Who has raised objections to the GoM formula What is the basis of such opposition

To start with, public health groups are vehemently against a shift to the market-based formula, which they assert would push prices of drugs northwards; they are protesting against the exclusion of combination drugs and strengths not mentioned in NLEM. They fear that while producers marketing drugs above the ceiling prices may migrate to irrational combinations, other strengths and non-essential drugs, many others who are marketing today at below-ceiling prices may be encouraged to raise prices. Pharma players contest this argument by claiming that those who are marketing drugs at lower prices today are doing so because of competition and would continue to do so. Public health groups found a surprise supporter in the Supreme Court, which in October indicated its preference towards a continuation of the cost-based method while expanding the scope of drugs in the NLEM list. Finally, just when the proposal was to be taken up by the Cabinet, the finance ministry raked up a series of objections almost on the same lines as the public health groups.

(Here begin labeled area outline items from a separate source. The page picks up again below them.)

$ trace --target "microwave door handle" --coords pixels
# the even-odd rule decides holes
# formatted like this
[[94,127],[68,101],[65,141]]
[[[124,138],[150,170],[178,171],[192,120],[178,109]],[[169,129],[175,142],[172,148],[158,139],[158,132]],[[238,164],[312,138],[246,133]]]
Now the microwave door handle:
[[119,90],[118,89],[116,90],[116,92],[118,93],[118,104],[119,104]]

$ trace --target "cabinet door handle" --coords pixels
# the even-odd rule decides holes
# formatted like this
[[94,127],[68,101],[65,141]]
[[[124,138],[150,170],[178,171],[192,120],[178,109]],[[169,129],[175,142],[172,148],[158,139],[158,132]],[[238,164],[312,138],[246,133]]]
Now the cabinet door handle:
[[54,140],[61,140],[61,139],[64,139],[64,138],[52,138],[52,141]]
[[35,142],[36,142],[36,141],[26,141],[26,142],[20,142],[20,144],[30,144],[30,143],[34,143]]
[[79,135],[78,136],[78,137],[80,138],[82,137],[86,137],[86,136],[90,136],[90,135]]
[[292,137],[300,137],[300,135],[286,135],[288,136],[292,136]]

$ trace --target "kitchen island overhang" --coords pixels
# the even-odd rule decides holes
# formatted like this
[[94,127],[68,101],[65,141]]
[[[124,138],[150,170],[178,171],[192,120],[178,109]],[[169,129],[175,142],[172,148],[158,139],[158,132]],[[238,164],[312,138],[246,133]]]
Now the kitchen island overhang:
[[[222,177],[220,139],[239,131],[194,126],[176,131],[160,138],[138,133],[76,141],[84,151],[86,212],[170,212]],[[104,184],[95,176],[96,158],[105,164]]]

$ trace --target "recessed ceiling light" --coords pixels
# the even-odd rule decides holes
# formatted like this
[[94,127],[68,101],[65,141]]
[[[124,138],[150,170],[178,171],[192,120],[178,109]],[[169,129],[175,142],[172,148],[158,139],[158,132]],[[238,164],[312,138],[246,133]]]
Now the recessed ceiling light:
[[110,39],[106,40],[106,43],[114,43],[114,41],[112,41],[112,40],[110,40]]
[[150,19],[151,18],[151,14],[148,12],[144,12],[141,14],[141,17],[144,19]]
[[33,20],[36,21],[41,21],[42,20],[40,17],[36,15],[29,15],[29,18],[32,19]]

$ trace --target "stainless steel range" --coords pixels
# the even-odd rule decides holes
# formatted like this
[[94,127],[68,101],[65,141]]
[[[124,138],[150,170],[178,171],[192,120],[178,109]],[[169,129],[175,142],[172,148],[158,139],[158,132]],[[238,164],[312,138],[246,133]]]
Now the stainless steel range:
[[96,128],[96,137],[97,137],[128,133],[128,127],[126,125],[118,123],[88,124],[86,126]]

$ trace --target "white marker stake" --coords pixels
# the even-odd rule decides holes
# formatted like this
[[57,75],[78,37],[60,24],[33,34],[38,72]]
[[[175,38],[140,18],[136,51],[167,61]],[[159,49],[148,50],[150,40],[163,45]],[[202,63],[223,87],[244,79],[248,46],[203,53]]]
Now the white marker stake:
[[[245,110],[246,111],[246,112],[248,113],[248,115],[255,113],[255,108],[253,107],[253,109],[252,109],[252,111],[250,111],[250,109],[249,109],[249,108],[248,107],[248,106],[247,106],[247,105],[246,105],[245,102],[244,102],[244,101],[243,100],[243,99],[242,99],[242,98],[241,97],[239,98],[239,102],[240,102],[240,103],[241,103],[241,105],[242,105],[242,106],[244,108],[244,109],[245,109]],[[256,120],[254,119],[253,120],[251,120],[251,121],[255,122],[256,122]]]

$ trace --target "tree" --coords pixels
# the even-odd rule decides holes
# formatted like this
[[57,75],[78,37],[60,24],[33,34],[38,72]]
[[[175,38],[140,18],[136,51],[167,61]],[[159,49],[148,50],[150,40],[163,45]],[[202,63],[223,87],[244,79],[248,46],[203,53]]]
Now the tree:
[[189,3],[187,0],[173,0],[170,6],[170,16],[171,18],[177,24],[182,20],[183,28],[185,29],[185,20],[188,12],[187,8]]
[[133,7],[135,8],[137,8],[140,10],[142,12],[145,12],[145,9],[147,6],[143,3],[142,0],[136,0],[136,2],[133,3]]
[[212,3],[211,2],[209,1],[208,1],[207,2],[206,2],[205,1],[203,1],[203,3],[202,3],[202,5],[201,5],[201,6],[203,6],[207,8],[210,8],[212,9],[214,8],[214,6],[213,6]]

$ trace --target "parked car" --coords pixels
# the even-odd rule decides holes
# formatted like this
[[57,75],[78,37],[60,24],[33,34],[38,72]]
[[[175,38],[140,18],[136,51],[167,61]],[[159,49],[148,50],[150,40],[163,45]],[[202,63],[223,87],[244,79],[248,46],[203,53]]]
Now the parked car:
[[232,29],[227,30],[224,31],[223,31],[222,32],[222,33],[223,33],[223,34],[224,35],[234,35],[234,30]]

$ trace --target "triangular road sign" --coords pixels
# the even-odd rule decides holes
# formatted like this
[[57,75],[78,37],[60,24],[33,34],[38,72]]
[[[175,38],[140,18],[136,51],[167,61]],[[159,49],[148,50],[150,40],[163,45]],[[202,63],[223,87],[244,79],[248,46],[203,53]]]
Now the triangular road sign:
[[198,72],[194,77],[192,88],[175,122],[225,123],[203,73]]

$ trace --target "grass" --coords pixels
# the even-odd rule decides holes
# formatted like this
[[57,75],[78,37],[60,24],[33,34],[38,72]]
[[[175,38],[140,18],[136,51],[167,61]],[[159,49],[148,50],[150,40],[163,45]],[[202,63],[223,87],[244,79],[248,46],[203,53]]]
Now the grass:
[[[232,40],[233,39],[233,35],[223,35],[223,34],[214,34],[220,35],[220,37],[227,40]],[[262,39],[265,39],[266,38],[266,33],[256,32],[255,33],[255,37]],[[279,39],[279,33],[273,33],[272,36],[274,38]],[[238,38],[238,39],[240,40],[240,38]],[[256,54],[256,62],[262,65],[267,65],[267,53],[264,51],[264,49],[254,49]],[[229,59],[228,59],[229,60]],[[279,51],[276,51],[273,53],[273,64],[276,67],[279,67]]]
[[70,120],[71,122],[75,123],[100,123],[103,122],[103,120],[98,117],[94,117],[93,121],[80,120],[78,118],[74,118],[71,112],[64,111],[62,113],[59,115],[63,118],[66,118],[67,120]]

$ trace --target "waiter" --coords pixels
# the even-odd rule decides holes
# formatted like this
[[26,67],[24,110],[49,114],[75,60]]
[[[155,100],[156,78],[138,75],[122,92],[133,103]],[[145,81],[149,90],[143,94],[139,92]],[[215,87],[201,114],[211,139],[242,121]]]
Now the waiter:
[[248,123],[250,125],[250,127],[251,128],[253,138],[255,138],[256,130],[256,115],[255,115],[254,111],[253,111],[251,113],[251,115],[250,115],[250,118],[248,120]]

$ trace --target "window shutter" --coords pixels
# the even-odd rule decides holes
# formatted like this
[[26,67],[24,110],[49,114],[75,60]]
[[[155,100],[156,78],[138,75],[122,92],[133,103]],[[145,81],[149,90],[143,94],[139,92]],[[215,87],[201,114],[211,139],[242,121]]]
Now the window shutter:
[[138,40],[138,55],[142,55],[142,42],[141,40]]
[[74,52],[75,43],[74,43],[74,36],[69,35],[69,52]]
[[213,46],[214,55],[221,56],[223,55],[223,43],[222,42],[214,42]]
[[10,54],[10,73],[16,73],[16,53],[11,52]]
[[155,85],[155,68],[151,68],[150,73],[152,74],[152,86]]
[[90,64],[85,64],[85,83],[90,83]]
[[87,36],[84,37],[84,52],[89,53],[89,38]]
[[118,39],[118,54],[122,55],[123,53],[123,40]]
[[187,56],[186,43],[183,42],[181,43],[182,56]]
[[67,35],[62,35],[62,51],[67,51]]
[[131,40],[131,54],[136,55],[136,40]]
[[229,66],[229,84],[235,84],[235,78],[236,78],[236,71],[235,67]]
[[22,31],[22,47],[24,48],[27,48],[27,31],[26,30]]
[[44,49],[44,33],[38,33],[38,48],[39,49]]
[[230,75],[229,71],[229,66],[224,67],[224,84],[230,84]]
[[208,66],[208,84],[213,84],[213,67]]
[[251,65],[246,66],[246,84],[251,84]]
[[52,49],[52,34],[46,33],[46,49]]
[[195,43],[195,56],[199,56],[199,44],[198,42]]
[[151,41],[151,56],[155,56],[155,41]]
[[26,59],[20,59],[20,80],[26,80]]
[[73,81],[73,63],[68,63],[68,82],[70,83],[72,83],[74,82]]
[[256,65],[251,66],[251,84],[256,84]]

What are the objections raised by the finance ministry

It is adamant about the continuation of the cost-based method to fix essential drug prices and thus bringing bulk drugs under price control, and increasing the span of control to include combination drugs using the NLEM ingredients and all strengths not mentioned in the list.

Why is the pharma industry so averse to the cost-based method

Taking a sample of 10 commonly used drugs, the industry association IPA has put forth an analysis showing that in the case of a select sample, the market would shrink by 83%, massively eroding sales and profits if the cost-based method is applied on NLEM plus all strengths of combination drugs, taking the span of control to 75% of the domestic market from the current 18%. But losses are just one part of the story. The industrys gripe is that the normative costing system lacks transparency, and bestows too much discretionary power in the hands of officials, which when used unscrupulously is prone to manipulation and red-tapism. It also leaves no incentive intact for drug firms to use world-class technologies in manufacturing, the industry protests. Industry also complains that a flawed and obsolete Drug Prices Control Order (DPCO) 1995 has resulted in a scenario wherein only 47 of the 74 drugs under price control are getting manufactured, as produces migrate to manufacturing drugs with better returns. Industry contends that the existing cost-based policy has shifted bulk drug production out of India to countries like China, escalated prices for select medicines, reduced the number of industry players, reduced innovation in cost-control medicines and limited new introductions, and above all failed to help medicines reach patients located in rural areas. Forcing industry to stay under a cost-based regime, they say, would push them to focus more on the exports markets, which will mean compromising domestic availability in the short term.

How did DoP finetune the GoM formula

It built further checks into the GoM-recommended policy by formulating an adjunct policy, which stipulated that once a drug firm decides to stop or reduce manufacturing of any essential drug on the NLEM, it must inform the government and give the reasons that prompted such a call. Further, the companies must report annual production levels of their essential drugs to the NPPA. The whole exercise will be monitored by DoP. This adjunct policy is being prepared to plug a loophole in the existing drug policy. Although 74 bulk drugs and their formulations fall under the price net today as per DPCO, only 47 are being manufactured. An indication of this change in the drug policy, which is otherwise in the works, finds a brief mention in the Cabinet note on drug pricing policy that the DoP moved.

Why is the government in such a tearing hurry to take this matter to conclusion

The government is racing against a deadline in this case. The Centre has promised the Supreme Court that it would notify its decision on the NPPP by November 25 and would inform the apex court about this in its next hearing scheduled on November 27. The Supreme Court has repeatedly warned that in case the government fails to do its duty this time, the apex court would intervene and pass an order that would effectively mean the judiciary taking over the role of executive.